GAO recommends that VA develop and disseminate standard templates that provide examples of performance requirements for clinical contracts, revise guidance for CORs to include workload information, modify COR training, and improve the monitoring and oversight of clinical contracts. VA concurred with GAO's recommendations.
Recommendations for Executive Action
|Department of Veterans Affairs||To improve the monitoring and oversight of clinical contracts, the Secretary of Veterans Affairs should direct the Under Secretary for Health to develop and disseminate tools, such as standard templates, for the most common types of clinical contracts in VA's health care system. Such tools should include performance requirement statements covering key categories of VA health care policy and guidance--such as credentialing and privileging, provider qualifications, and expectations for compliance with critical VA policies and medical record documentation requirements.||
The Department of Veterans Affairs (VA) developed standard templates for the documentation required develop several types of clinical contracts. These templates include standard formats and language for performance requirements.
|Department of Veterans Affairs||To improve the monitoring and oversight of clinical contracts, the Secretary of Veterans Affairs should direct the Under Secretary for Health to develop and issue guidance on the performance standards that could be included in common types of clinical contracts--including Community-Based Outpatient Clinic, specialty, and temporary clinical provider contracts--to ensure that these performance standards are clearly stated in the contracts and have measurable targets for assessing contract provider performance.||
The Department of Veterans Affairs (VA) developed standard templates for several common types of clinical contracts that include standardized performance standards and formats for developing and communicating performance targets to contractors.
|Department of Veterans Affairs||To improve the monitoring and oversight of clinical contracts, the Secretary of Veterans Affairs should direct the Under Secretary for Health to revise current standard operating procedures for CORs to provide guidance on the number of contracts, based on size and complexity, each COR should manage to ensure that all CORs maintain a workload that allows them to fulfill their duties as a COR and their primary position responsibilities.||
In December 2015, VHA issued revised standard operating procedures to include new instructions for staff to consider certain factors when nominating a contracting officer representative (COR) and for determining the number of contracts each COR should manage. VHA also revised the COR nomination memorandum to reflect these considerations.

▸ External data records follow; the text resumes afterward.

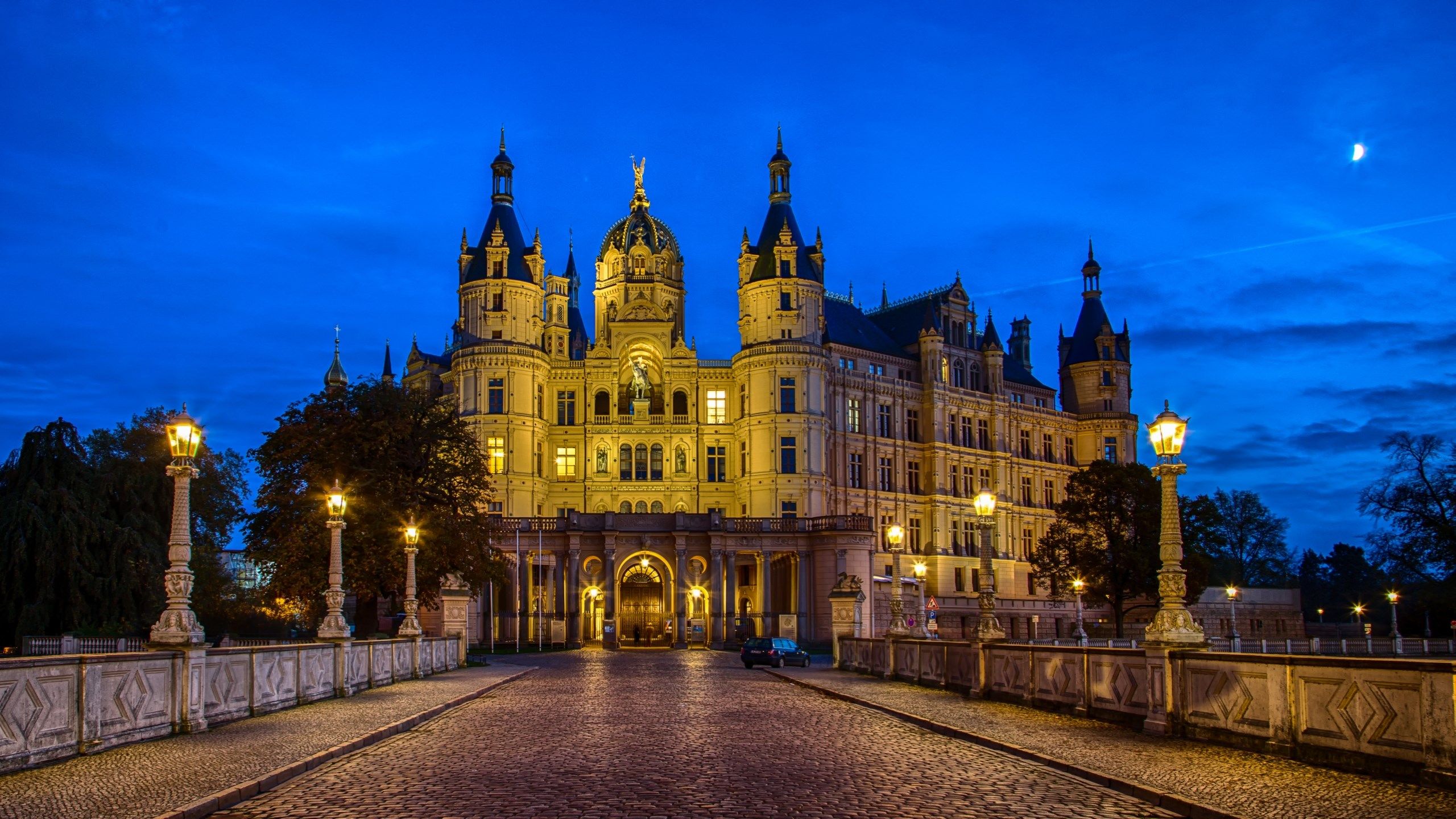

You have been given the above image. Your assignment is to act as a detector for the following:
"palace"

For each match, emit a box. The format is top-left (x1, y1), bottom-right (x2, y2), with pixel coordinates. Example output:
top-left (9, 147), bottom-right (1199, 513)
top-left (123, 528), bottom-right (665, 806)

top-left (367, 131), bottom-right (1139, 647)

|Department of Veterans Affairs||To improve the monitoring and oversight of clinical contracts, the Secretary of Veterans Affairs should direct the Under Secretary for Health to modify existing COR training to ensure it includes examples and discussion of how to develop and monitor service contracts--including contracts for the provision of clinical care in VAMCs.||
The Department of Veterans Affairs (VA) developed several training modules for contracting officer's representatives that included information on developing and monitoring clinical contracts.
|Department of Veterans Affairs||To improve the monitoring and oversight of clinical contracts, the Secretary of Veterans Affairs should direct the Under Secretary for Health to increase Service Area Office and VA Central Office oversight of Contracting Officers and CORs by ensuring that post-award contracting files are regularly reviewed for all network contracting offices.||
In October 2013, we recommended that the Veterans Health Administration increase its oversight for all network contracting offices. In June 2016 the Veterans Health Administration reported that the agency had completed reviews for all it network contracting offices for fiscal year 2016 and had a schedule in place for fiscal year 2017.